Warning: Do not try this advice when your wife asks if the pants make her butt look fat. The benefits of lying have been proven over and over again in this scenario.
That's simply not true in my experience. I suspect you haven't actually tried what you're saying over any significant period of time to make the claim you're making.
You're lying to avoid a conflict which is simply not that large in the grand scheme of a lifelong relationship. If I think pants make her butt look fat, that's not necessarily even a problem: it doesn't mean I'm not attracted to her in those pants, or that you even need to be attracted to her in any specific pants, or that she should even base her clothing choices on your opinions. And in a more general sense, why is she asking questions she doesn't want an answer to? If your relationship can't handle communicating honestly about very minor things like this, you're totally screwed when it comes to real issues, like the changing nature of attraction as you age, or asking for what you need to feel fulfilled in a relationship, or concern for the person's health at their weight. If you can't communicate in a really insignificant situation like this, how are you going to communicate when there's anything of actual significance?
Honesty with kindness is a skill, and it's certainly not trivial, but lying isn't the kinder option, even in this case.
Coming at it from the other side of things: when someone lies to me to spare my feelings, there's a lot of times where I know they're lying, and that means I can't trust them to give me honest feedback when I really don't know. If I can't trust someone to tell me something negative, then I can't trust them when they tell me something positive either.
I'm honest much earlier in relationships about much more significant things, so it's highly unlikely that I'll end up married to someone who couldn't handle honest in this situation.
Well, that's gonna be complicated. The strategies are going to vary by situation. Honest communication is just a hard part of being a human. But it's worth the effort.
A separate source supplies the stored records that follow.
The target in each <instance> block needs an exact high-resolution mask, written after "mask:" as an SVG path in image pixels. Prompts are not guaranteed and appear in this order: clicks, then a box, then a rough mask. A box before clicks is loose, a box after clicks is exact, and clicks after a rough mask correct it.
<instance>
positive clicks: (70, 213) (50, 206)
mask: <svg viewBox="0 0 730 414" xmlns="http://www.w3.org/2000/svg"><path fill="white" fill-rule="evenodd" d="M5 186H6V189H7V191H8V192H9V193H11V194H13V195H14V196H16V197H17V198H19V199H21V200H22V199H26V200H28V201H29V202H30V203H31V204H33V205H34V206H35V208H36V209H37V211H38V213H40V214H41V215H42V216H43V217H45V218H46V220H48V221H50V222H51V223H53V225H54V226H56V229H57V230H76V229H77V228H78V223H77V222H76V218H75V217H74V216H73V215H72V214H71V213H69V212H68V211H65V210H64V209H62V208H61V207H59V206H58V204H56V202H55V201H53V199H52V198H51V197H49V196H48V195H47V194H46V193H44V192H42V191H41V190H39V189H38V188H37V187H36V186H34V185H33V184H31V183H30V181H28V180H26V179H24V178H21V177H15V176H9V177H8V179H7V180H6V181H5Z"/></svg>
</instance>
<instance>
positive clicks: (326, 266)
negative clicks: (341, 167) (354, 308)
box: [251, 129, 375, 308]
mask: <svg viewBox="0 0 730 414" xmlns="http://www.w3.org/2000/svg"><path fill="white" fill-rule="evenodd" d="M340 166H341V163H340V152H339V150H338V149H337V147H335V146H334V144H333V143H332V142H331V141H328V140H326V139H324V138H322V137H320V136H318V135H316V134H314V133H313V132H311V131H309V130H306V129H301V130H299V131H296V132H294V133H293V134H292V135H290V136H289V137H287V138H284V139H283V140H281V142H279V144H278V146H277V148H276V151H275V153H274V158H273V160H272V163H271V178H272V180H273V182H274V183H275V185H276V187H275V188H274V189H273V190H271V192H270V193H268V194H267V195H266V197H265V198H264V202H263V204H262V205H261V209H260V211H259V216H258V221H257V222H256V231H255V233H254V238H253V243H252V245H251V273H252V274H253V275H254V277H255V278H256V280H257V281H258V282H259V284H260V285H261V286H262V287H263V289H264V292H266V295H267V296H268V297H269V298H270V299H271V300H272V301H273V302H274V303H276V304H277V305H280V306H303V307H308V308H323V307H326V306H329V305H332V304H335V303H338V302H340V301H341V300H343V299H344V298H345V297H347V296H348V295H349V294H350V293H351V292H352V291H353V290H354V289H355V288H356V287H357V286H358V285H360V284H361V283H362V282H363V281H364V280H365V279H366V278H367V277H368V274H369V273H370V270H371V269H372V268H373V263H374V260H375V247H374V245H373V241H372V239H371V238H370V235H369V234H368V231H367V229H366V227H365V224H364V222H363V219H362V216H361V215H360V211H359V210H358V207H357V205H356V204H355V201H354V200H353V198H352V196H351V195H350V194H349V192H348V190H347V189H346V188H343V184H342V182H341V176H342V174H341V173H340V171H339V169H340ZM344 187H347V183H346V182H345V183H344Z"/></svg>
For example, with the "yes those pants make your butt look fat" conversation, that's an opportunity to set a boundary that improves your relationship: "Please don't ask me questions you don't want an answer to." Your relationship doesn't have to be a minefield, where she's quizzing you and any wrong answer could turn into a fight--that's not a pattern that's fun for either of you. Your wife probably just wants you to compliment her, so you can tell her that you'll make an effort to verbalize when you like how she looks or something she does. Those compliments will hold more weight, because she'll know that what you're saying is true. A compliment from someone who gives false compliments all the time is meaningless.
Some other general strategies:
1. Consider that I might be wrong, and if I was wrong, apologize. A side effect of being more honest with others is that I end up being more honest with myself as well, and I've often discovered that I believe some wrong things. Particularly with opinions, if you find that being honest about your opinions is offensive to people, consider that your opinions might be the problem, not the honesty. A lot of people who say "I'm just being honest!" when they offend people are actually just assholes. Lying wouldn't make them less assholes, it would just make them secret assholes.
2. Consider that my input wasn't wanted, and if I did that, apologize. A lot of the time the truth can just exist without being said. Does it need to be said? Does it need to be said now? Do I need to be the one to to say it? I'm particularly bad at this, personally.
3. Have a conversation with them about why I said what I said. A lot of times, like with the "yes those pants make your butt look fat" conversation, what the person is actually taking offense to is because they're assuming that what you said has other meaning. Just because I said the pants make her butt look fat doesn't mean that I don't love her, or that I'm not attracted to her, or that I think her butt looking fat is a bad thing. It may be that her negative reaction is because she's assumed one of those things, so clarifying would make her feel more secure.
4. This doesn't trivially apply to you wife, but in some cases, you can just stop wasting energy on the person. You can't please everyone, so don't try. If someone wants you to lie to them, that means they don't value what you have to say. Why would you want to talk to someone like that? But really, it rarely gets this far, because the reality is that most people don't take offense to the truth. Most people realize they have no choice but to accept reality when presented with it.
You're lying to avoid a conflict which is simply not that large in the grand scheme of a lifelong relationship. If I think pants make her butt look fat, that's not necessarily even a problem: it doesn't mean I'm not attracted to her in those pants, or that you even need to be attracted to her in any specific pants, or that she should even base her clothing choices on your opinions. And in a more general sense, why is she asking questions she doesn't want an answer to? If your relationship can't handle communicating honestly about very minor things like this, you're totally screwed when it comes to real issues, like the changing nature of attraction as you age, or asking for what you need to feel fulfilled in a relationship, or concern for the person's health at their weight. If you can't communicate in a really insignificant situation like this, how are you going to communicate when there's anything of actual significance?
Honesty with kindness is a skill, and it's certainly not trivial, but lying isn't the kinder option, even in this case.
Coming at it from the other side of things: when someone lies to me to spare my feelings, there's a lot of times where I know they're lying, and that means I can't trust them to give me honest feedback when I really don't know. If I can't trust someone to tell me something negative, then I can't trust them when they tell me something positive either.